By Vern Hee
Samantha Ryals, senior Tonopah High School golfer and team captain, leads her boys into the new season. She is the first and only female team captain the boys golf team has ever had.
Tonopah High School has no girls golf team, so Ryals had no choice but to play with the boys. She joined the team as a sophomore two years ago and has excelled ever since.
“During my freshman year I was scared because I was going to be a freshman and a girl on the team,” said Ryals. “I was really worried because I didn’t know anyone. In my sophomore year, I decided that it was worth it. I wanted to play golf and I ended up loving it.”
She regrets not going out her freshman year. She’s fearless now.
“Right off the bat I was accepted. It did not bother them that I was a girl, which was really great. They messed with me just like they mess with everyone else. I feel like I am more of a teammate on this team, more so than any other. I love this team. Everyone here is equal,” said Ryals.
Ryals did not go to state last year, but did finish her year on an all-conference team.
Donnie Nelson, assistant director of the NIAA, believes she is the only girl named to a boys all-conference team.
“We have had other girls play on boys teams because of school rules. If the school does not offer girls golf in the fall then the girl is authorized to play in the spring with the boys. I can not think of any others who have played in boys golf who were that competitive,” said Nelson.
Robert Otteson, Tonopah golf coach, said she will be one of the top golfers on his team. She is the only senior this year. Her scores at the end of last year, were somewhere in the low 90s. She said her goals for this year are to get her scores in the low 80s and make state.
Dale Salmen, head Round Mountain boys golf coach, said Ryals will do well.
“She will do well because she plays often. I have seen her up at the Round Mountain course several times during the summer,” said Salmen.
Ryals is confident she will do well this year.
“I compete with another team member for first place. I have never been last on the team or in a tournament and I am quite proud of that,” she said.
She believes her strengths are in her mid-range clubs.
“I am finally getting good with my driver and this will help me out. I can hit my driver over 215 yards.

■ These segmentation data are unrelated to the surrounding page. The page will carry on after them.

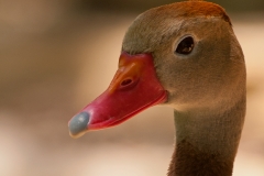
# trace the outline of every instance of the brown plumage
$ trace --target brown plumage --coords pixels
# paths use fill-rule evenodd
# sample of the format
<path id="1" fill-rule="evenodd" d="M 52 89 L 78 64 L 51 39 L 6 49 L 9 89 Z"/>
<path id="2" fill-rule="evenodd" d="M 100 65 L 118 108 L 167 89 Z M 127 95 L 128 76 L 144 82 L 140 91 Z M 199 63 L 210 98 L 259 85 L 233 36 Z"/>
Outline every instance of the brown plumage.
<path id="1" fill-rule="evenodd" d="M 119 124 L 146 107 L 163 102 L 174 108 L 176 127 L 168 176 L 231 176 L 244 122 L 246 90 L 244 56 L 224 10 L 211 2 L 185 1 L 139 15 L 125 33 L 120 57 L 134 64 L 120 66 L 118 74 L 124 81 L 113 79 L 114 89 L 110 92 L 110 96 L 122 95 L 120 102 L 123 105 L 134 106 L 148 94 L 144 89 L 145 95 L 140 92 L 139 99 L 128 99 L 138 85 L 147 87 L 146 77 L 152 75 L 139 74 L 134 66 L 144 65 L 139 57 L 153 62 L 158 84 L 152 87 L 157 95 L 166 92 L 166 99 L 160 96 L 155 101 L 135 107 L 138 109 L 130 111 L 128 108 L 128 114 L 120 117 L 123 109 L 118 109 L 117 113 L 111 111 L 117 109 L 113 106 L 119 100 L 117 97 L 110 105 L 102 106 L 110 107 L 107 112 L 100 107 L 109 100 L 107 90 L 73 118 L 72 135 Z M 143 75 L 144 80 L 139 75 Z M 139 96 L 138 90 L 133 96 Z M 114 116 L 109 119 L 110 113 Z"/>

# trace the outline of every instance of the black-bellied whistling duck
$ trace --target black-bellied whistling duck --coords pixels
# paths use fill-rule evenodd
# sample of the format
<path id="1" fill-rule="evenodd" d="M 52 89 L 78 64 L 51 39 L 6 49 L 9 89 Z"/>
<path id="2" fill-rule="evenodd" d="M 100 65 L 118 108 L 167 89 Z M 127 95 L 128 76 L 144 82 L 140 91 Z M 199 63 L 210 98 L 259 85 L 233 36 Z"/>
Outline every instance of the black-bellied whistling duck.
<path id="1" fill-rule="evenodd" d="M 218 4 L 185 1 L 139 15 L 108 89 L 68 123 L 72 136 L 117 125 L 163 103 L 174 108 L 168 176 L 231 176 L 245 116 L 245 64 Z"/>

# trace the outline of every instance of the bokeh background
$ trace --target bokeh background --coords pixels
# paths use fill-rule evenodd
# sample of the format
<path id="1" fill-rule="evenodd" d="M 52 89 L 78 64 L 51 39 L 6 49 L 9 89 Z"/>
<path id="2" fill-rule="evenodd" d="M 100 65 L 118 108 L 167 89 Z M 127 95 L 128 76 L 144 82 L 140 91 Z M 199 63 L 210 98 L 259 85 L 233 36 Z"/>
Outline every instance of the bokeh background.
<path id="1" fill-rule="evenodd" d="M 73 140 L 67 122 L 116 73 L 141 12 L 172 0 L 0 0 L 0 175 L 162 176 L 173 110 L 151 108 Z M 230 14 L 248 65 L 248 113 L 234 176 L 264 175 L 264 1 L 215 0 Z"/>

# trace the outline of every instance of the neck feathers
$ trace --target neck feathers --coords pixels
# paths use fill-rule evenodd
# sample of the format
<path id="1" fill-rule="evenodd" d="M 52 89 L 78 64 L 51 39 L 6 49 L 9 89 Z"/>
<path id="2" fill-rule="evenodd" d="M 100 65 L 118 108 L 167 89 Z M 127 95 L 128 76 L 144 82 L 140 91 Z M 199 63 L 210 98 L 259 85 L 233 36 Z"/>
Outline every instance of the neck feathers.
<path id="1" fill-rule="evenodd" d="M 245 114 L 245 97 L 222 114 L 175 111 L 176 148 L 168 176 L 231 176 Z"/>

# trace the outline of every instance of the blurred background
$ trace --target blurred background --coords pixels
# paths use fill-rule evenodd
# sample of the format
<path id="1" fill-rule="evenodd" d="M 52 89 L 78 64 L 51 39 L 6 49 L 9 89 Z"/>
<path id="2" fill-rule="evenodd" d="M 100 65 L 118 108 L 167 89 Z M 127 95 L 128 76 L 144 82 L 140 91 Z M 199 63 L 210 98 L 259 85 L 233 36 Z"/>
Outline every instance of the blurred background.
<path id="1" fill-rule="evenodd" d="M 116 73 L 133 19 L 172 0 L 0 0 L 0 175 L 162 176 L 173 110 L 73 140 L 67 122 Z M 248 65 L 248 112 L 234 176 L 264 175 L 264 1 L 215 0 Z"/>

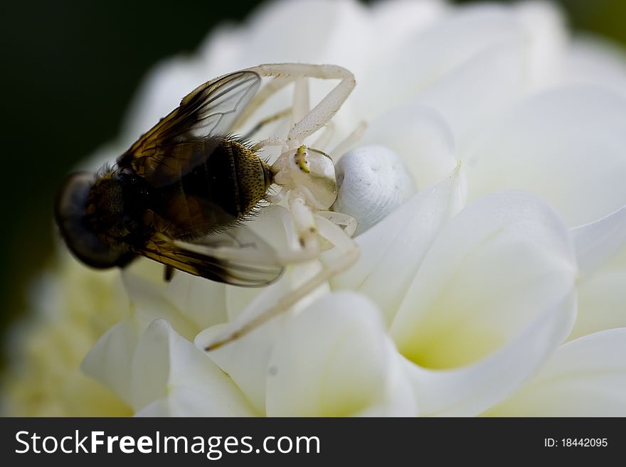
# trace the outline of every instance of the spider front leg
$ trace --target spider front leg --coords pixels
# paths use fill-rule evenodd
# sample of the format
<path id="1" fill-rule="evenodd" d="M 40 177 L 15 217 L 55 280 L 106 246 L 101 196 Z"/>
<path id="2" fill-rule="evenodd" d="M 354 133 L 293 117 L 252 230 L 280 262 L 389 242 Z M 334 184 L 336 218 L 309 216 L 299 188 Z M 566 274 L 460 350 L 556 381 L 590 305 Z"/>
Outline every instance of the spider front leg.
<path id="1" fill-rule="evenodd" d="M 304 78 L 339 80 L 339 82 L 312 110 L 304 113 L 308 107 L 304 100 L 296 102 L 295 123 L 287 135 L 289 147 L 294 149 L 304 140 L 326 125 L 341 108 L 354 89 L 356 81 L 349 70 L 336 65 L 309 65 L 306 63 L 270 63 L 248 68 L 260 76 L 272 80 L 258 93 L 235 122 L 235 128 L 243 124 L 265 101 L 287 85 Z M 304 91 L 302 91 L 304 94 Z M 280 112 L 279 112 L 280 113 Z"/>
<path id="2" fill-rule="evenodd" d="M 327 264 L 319 273 L 302 286 L 282 296 L 276 304 L 241 327 L 221 337 L 218 337 L 207 345 L 206 351 L 214 350 L 225 344 L 235 340 L 256 329 L 260 326 L 285 311 L 312 292 L 334 276 L 352 266 L 359 259 L 359 247 L 351 238 L 338 225 L 321 215 L 313 215 L 317 221 L 317 231 L 334 247 L 339 248 L 342 254 L 331 264 Z M 318 252 L 318 254 L 321 252 Z"/>

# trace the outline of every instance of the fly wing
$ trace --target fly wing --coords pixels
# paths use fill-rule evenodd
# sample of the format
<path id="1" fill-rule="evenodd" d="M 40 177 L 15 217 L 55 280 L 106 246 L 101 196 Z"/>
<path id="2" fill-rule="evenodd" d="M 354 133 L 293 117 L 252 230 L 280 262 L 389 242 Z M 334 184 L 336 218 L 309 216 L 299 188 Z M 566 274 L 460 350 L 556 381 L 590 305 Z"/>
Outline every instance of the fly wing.
<path id="1" fill-rule="evenodd" d="M 136 252 L 195 276 L 240 286 L 267 285 L 283 271 L 273 249 L 243 225 L 193 242 L 157 233 Z"/>
<path id="2" fill-rule="evenodd" d="M 186 146 L 227 136 L 260 82 L 257 73 L 243 70 L 200 85 L 122 154 L 117 165 L 132 168 L 153 186 L 179 178 L 202 161 L 193 158 L 206 157 L 206 151 L 189 151 Z"/>

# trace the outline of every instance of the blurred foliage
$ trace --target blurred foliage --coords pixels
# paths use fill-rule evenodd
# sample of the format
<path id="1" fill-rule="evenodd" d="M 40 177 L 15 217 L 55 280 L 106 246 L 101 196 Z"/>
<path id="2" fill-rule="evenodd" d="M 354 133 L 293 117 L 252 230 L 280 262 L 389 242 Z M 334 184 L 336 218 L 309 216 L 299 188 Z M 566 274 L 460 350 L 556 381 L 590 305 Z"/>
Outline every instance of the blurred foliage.
<path id="1" fill-rule="evenodd" d="M 216 23 L 245 18 L 257 3 L 2 2 L 0 329 L 28 308 L 26 285 L 51 260 L 52 206 L 64 175 L 115 136 L 153 64 L 192 52 Z M 626 44 L 624 0 L 558 3 L 575 31 Z"/>

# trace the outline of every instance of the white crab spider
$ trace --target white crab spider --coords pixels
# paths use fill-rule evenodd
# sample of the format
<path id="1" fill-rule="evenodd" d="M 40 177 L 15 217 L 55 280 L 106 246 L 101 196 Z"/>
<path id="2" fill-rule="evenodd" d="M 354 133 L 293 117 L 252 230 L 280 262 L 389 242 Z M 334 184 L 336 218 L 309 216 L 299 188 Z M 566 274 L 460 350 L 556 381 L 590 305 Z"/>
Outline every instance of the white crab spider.
<path id="1" fill-rule="evenodd" d="M 269 122 L 290 114 L 295 123 L 287 138 L 267 139 L 253 147 L 255 151 L 268 146 L 279 146 L 282 149 L 272 165 L 276 173 L 275 181 L 280 186 L 281 191 L 270 196 L 269 200 L 277 203 L 287 198 L 302 250 L 279 252 L 279 258 L 285 263 L 294 263 L 317 257 L 322 251 L 319 237 L 340 249 L 343 254 L 304 284 L 280 299 L 274 306 L 238 329 L 213 340 L 206 346 L 206 350 L 214 350 L 234 340 L 287 311 L 319 285 L 350 267 L 359 258 L 359 249 L 351 240 L 356 220 L 351 216 L 330 210 L 337 195 L 332 159 L 322 151 L 304 144 L 307 137 L 329 125 L 331 119 L 354 88 L 354 76 L 346 68 L 332 65 L 278 63 L 260 65 L 247 70 L 273 79 L 257 93 L 239 116 L 235 127 L 243 124 L 271 95 L 288 84 L 295 83 L 292 107 L 265 119 Z M 307 78 L 340 81 L 313 109 L 309 109 Z M 338 149 L 358 139 L 363 129 L 360 125 Z M 325 144 L 327 139 L 328 132 L 322 134 L 317 142 Z M 345 229 L 340 225 L 345 226 Z"/>

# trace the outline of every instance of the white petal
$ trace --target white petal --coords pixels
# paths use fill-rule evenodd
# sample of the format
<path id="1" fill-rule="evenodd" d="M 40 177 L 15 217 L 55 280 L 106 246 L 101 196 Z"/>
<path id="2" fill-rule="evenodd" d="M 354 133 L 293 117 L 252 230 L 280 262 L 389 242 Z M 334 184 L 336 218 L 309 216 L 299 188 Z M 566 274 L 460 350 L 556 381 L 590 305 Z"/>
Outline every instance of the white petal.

I think I can read greens fairly well, but I still can use some work on my short game,” she said.
Ryals has played golf for most of her life, starting at age 7. At this young age, she would play golf with her parents.
“I started playing golf when I was younger,” said Ryals. “When I started playing golf I was really young and I moved around a lot. I think I was in Florida when I started to play. My dad and some of his friends play golf and I just went with him. I started playing that way. I remember when I was small I would just drop a ball in the middle of the fairway and hit it, or I would drop one near the green or on it and putt the ball. I remember back then not even playing a full round of golf until I was a sophomore.”
She loved the game so much she started to take lessons in third grade and kept at it through junior high. She would travel 70 miles to Round Mountain for the lessons because her home town of Tonopah does not have a golf course.
In middle school, she began thinking of playing golf in high school. She knew the team existed, but just had no clue where the team played.
“When I joined the team I was kind of skeptical. I never hit off a mat before. I knew they had a driving range, but I had no idea where it was. They would practice at the old airport, and I knew there was no grass out there so I had no idea how they would practice without grass,” said Ryals.
The team, she discovered, did its entire practice at a driving range and hardly visited a real golf course.
“The hardest part of not having a real course to work on, is that we have to hit on fake mats and this hinders our putting. We have to be better putters without as much experience. We did not have as much chipping experience either. Now, we have a sand pit, and before that we did not have as much practice unless we went on a course. It is even harder for new people, and team members that have never seen a course. The new team members do not understand the difference between hitting off of mats and hitting off of grass. Regardless, we tend to do well. We manage. We figure if we work harder out here, we will do better when we get to real grass,” she said.
Ryals attributes the success of the team to the dedication of the coaches.
“The team members, who have never even picked up a club before joining the team are doing quite well. The coaches work very closely with them, and we work with them,” said Ryals.
In Idaho, there is a female player on the boys golf team this year and because she is so successful, the league is trying to get her off the team. In Nevada, Ryals has not experienced this kind of discrimination, but said she would be disappointed if she could not play.
“It would upset me a lot if they prevented me from playing golf, especially since they have no girls golf team. Playing golf for Tonopah, there has never been a single problem with the team. I think at first our coach may have been skeptical, but after the first practices and tournament, he had no doubts and had no problem with it. I am very grateful for that,” said Ryals.
The presence of Ryals on the team has attracted other girls to play on the team.
“I was the first girl, but this year we have a few girls on the team who are freshmen. I am not sure if they will stick with it. I am the only girl that has actually competed in any tournaments,” said Ryals.